We’d gone close a few times before we registered. A move down the right involving Rob Dickie, Cadden and Baptiste got the ball to Cameron Brannagan on the edge of the box. Taking it away from a defender he was forced away from goal but turned back really quickly and in a trice had sent a shot just wide. When we’re not bringing our A++ game it is actually easy to overlook how well we are doing. It’s standard stuff now that we’ll put together multi pass moves before unleashing an effort at goal. We mustn’t get blasé about this. (I hadn’t appreciated that there were 13 passes without an outfield Wycombe player touching the ball in the build- up to our goal until I saw a replay after I’d written the previous FV. Well worth a mention here).

That wasn’t Brannagan’s only first half attempt on goal. Another shot from similar distance needed a very good Vickers dive to keep it out.

It is fact that the mark of genuine contenders is that they can grind out results when not playing at their best so we can take great comfort in our bid to make this season very special from what we did here. But for me what now makes this an absolutely superb result is the fact that we had so many players who had to play even though they were ill. I wasn’t aware of this until Radio Oxford informed me after the game. Anyone who does any regular exercise, be it jogging, using a cycling or rowing machine, will know that if you feel rough with a cold, stomach bug or whatever the times you’ll be able to achieve will be down by at least a few percentage points on your very best. More likely though you’ll give this kind of thing a rest until you feel better. It’s no fun tiring yourself out when you feel rough. Yet this is what some in yellow put their bodies through for the cause and came out triumphant.

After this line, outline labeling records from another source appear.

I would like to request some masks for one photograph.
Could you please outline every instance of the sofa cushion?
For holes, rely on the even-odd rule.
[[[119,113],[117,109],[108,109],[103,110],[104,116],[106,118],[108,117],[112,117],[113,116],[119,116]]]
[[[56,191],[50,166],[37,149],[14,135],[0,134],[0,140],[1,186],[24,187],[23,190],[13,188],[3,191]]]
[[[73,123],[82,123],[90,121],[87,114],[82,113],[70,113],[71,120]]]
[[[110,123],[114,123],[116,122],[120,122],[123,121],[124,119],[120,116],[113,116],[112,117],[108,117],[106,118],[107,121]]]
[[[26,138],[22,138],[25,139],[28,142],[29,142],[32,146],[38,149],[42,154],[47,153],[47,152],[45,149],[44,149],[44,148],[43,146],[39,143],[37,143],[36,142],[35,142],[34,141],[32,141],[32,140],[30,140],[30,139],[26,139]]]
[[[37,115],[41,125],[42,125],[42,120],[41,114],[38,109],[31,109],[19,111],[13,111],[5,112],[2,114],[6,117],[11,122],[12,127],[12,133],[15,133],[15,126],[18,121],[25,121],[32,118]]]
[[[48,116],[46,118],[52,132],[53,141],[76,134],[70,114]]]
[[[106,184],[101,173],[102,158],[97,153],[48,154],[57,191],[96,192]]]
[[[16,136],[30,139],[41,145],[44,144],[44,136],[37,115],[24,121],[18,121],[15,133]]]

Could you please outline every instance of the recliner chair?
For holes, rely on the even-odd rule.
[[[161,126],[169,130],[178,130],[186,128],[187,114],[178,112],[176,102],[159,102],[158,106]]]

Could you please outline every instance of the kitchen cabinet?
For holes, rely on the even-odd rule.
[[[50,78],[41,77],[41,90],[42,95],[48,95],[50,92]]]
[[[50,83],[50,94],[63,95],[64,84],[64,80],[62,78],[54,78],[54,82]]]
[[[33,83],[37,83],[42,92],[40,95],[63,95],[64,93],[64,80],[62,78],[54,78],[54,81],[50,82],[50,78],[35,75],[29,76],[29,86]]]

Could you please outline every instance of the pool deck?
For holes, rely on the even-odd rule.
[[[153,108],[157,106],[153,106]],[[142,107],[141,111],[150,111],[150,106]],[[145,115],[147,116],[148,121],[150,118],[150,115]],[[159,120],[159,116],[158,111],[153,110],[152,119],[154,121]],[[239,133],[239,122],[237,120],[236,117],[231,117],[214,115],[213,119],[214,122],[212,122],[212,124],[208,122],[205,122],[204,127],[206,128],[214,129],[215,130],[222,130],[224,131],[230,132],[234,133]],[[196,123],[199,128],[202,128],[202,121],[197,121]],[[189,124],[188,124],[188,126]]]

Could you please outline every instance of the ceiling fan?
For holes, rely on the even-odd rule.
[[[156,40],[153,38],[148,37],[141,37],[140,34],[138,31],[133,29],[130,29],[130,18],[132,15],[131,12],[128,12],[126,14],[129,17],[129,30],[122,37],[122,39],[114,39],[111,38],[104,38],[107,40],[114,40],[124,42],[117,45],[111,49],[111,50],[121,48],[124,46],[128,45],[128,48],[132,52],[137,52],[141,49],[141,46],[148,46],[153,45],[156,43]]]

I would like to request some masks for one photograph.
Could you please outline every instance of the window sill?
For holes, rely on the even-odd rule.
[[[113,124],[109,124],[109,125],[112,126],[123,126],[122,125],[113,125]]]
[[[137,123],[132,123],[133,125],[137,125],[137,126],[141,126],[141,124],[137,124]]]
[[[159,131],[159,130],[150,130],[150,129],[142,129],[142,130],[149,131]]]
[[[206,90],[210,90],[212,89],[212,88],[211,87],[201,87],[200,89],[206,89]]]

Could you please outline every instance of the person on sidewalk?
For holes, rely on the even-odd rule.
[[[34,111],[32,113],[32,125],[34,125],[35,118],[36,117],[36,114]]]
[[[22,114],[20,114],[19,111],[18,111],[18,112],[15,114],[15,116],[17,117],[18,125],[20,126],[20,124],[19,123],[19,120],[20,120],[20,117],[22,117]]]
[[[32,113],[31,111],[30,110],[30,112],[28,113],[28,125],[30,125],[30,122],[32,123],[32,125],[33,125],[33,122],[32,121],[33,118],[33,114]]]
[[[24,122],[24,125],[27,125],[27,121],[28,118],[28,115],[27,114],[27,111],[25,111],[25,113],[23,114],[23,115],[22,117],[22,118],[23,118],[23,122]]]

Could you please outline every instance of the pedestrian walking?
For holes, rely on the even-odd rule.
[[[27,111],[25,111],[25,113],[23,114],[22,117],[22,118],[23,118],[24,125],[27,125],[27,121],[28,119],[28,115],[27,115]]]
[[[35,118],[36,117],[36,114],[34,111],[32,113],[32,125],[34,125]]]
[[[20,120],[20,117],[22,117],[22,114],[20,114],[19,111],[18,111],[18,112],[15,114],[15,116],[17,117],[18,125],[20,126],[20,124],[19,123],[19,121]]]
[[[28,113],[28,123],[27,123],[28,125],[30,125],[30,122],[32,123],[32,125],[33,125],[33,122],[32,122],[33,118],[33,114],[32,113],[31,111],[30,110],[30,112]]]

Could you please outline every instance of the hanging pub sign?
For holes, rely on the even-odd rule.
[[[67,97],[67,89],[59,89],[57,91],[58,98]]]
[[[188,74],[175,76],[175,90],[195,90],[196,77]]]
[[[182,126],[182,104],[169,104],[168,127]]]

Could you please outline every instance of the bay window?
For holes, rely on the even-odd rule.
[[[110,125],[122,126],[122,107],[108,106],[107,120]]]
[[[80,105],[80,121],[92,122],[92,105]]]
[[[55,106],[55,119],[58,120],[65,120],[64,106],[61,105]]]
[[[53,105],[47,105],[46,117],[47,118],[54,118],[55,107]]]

Within this display I thought we had a player or two who were outstanding. As sure as the sun rises Baptiste was going to be the sponsor’s man of the match because he scored a goal. My vote goes to Brannagan. He was doing everything quicker than everyone else and constantly got himself in space even in a tight game such as this. Mous too deserves special mention. His experience was invaluable as the sickly yellow animal found a way to get the job done. In the second period when we were at our most vulnerable and a couple of Lincoln breakaways looked like they might bring a reward he did what was necessary. That meant taking one for the team when he pulled back Tyler and accepted his booking. Much as Lincoln protested, a yellow card was the right decision from referee Will Finnie. Our captain was not the last man, Dickie had got back too. These incidents are something I don’t like to see, but I do really when it helps my team. It’s all part of the game and the same for both sides who know what the laws say the punishment should be.

Finnie was by no means the worst official we’ve had but his performance was a little mixed. After initially whistling and awarding us an indirect for a back pass he changed his mind. If it had been a knee that played the ball back then he did eventually make the right decision, so well done.

As the game entered its final stages Lincoln players were going down on the slightest of contact and were getting free-kicks which ended up being hit into our box. That was rather concerning. When our guys started trying the same we got diddly squat. In the end this did not matter.

So little time to rest and recover now as we go again on Sunday in one of the least appealing fixtures of the season at the Cherry Red records Stadium for our last match of the decade, a period in which we’ve gone from near the top of the Conference to near the top of the L1. That’s excellent progression in very competitive times whilst being somewhat hamstrung by huge rental and services charges.